Venus of Berekhat Ram - Interpretations

Interpretations

It is disputed whether these can be clearly distinguished from naturally-created lines. In 1997 American researcher Alexander Marshack argued using microscopic analysis that the grooves around the "neck" and down the "arms" were human made. However Steven Mithen in 1999 argued that Marshack's arguments "do not demonstrate that the lines are indeed intentional and that if they were that they were intended to represent a female figure". He took the view that research was yet to be done to determine whether "scoria found in non-archaeological contexts" could "carry incisions that might be confused with stone tools"

It remains uncertain whether or not the pebble has been modified by human action. If it has, there is the separate question of whether the scratches had any artistic or symbolic intent, and if so, whether they sought to make the object resemble the female form, as do the much later and rather different Venus figurines of the Upper Palaeolithic.

In 2000 d'Errico and Nowel argued that the incisions could be reliably identified as human-made, but a practical function related to tool-making could not be ruled out: "the use of different types of raw materials to produce a varied tool kit seems well documented." However some of the abrasions "are not necessarily consistent with a functional use of the object", suggesting that symbolic intent is a serious possibility. They conclude that it is "problematic" to identify a human body, as the cognitive and cultural context is so alien, saying that probably there will never be any agreement about what was intended by the marks.

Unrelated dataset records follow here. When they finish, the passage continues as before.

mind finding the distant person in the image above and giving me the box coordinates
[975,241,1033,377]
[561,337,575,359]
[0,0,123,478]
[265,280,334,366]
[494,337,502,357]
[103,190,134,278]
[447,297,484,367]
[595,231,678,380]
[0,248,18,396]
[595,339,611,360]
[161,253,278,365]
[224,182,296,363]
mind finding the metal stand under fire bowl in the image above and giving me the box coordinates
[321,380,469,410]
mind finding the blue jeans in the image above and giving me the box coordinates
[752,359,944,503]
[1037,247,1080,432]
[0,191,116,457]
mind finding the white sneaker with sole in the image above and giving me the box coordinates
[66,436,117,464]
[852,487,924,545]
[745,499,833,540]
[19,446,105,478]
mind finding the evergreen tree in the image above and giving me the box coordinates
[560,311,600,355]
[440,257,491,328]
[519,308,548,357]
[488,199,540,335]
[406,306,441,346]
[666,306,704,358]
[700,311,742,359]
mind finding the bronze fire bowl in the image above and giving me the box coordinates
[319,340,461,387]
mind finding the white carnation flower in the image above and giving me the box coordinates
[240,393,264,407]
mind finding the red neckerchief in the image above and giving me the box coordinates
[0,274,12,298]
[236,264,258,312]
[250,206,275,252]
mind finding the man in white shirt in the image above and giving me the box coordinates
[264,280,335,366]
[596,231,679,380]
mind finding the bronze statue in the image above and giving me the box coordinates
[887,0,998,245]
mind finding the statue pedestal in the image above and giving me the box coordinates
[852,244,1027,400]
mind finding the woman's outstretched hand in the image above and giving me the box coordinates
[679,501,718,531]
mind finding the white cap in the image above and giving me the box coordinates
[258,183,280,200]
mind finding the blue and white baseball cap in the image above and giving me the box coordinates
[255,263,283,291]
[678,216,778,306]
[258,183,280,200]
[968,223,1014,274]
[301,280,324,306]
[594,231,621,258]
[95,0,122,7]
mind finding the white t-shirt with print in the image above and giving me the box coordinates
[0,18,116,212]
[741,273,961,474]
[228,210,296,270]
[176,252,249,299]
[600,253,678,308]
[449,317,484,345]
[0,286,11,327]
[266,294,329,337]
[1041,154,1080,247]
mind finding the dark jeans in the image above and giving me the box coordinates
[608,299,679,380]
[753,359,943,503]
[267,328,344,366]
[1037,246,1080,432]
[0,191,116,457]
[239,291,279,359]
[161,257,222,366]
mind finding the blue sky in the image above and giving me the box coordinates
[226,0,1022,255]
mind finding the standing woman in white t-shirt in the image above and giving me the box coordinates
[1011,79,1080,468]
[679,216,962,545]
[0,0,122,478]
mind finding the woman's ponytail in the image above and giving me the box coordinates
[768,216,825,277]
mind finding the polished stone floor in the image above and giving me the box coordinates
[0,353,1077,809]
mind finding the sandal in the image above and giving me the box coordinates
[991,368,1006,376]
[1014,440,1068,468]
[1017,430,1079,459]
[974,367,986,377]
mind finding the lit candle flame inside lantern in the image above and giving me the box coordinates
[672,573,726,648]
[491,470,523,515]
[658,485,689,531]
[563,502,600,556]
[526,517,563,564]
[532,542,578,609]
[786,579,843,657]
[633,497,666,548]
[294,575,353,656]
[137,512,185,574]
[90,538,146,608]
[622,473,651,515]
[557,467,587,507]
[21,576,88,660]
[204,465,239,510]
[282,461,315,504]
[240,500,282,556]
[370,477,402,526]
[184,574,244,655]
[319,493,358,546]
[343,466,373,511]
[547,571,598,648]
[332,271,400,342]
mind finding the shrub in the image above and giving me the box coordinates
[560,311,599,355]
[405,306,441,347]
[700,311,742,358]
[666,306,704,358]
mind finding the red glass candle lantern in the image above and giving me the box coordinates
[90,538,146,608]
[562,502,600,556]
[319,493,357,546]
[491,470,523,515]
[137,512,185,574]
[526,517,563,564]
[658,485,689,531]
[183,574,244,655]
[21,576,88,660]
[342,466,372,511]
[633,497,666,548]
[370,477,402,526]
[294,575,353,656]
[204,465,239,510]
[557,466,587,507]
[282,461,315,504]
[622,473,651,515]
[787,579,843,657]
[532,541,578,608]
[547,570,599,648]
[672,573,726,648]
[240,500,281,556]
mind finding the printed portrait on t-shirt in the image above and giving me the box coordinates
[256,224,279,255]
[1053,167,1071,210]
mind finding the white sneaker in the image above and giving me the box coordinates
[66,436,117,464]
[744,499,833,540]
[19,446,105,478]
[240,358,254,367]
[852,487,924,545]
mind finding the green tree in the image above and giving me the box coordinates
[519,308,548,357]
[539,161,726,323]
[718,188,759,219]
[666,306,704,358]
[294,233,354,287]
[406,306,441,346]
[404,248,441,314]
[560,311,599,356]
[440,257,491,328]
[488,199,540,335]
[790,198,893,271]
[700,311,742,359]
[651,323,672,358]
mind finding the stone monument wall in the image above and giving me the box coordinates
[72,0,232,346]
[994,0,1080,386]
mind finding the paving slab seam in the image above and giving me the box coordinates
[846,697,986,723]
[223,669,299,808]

Because it was found between two layers of ash, it has been dated by tephrochronology to at least 230,000 years before the present. If the artifact was intended to replicate a female figure, it would be the earliest example of representational art in the archaeological record. Rather than being made by modern humans, it would have been made by Homo erectus, hunter-gatherers and Acheulean tool users. There is some other evidence of an aesthetic sensibility during the period although compelling examples do not appear in the archaeological record until the emergence of modern humans around 50,000 years ago.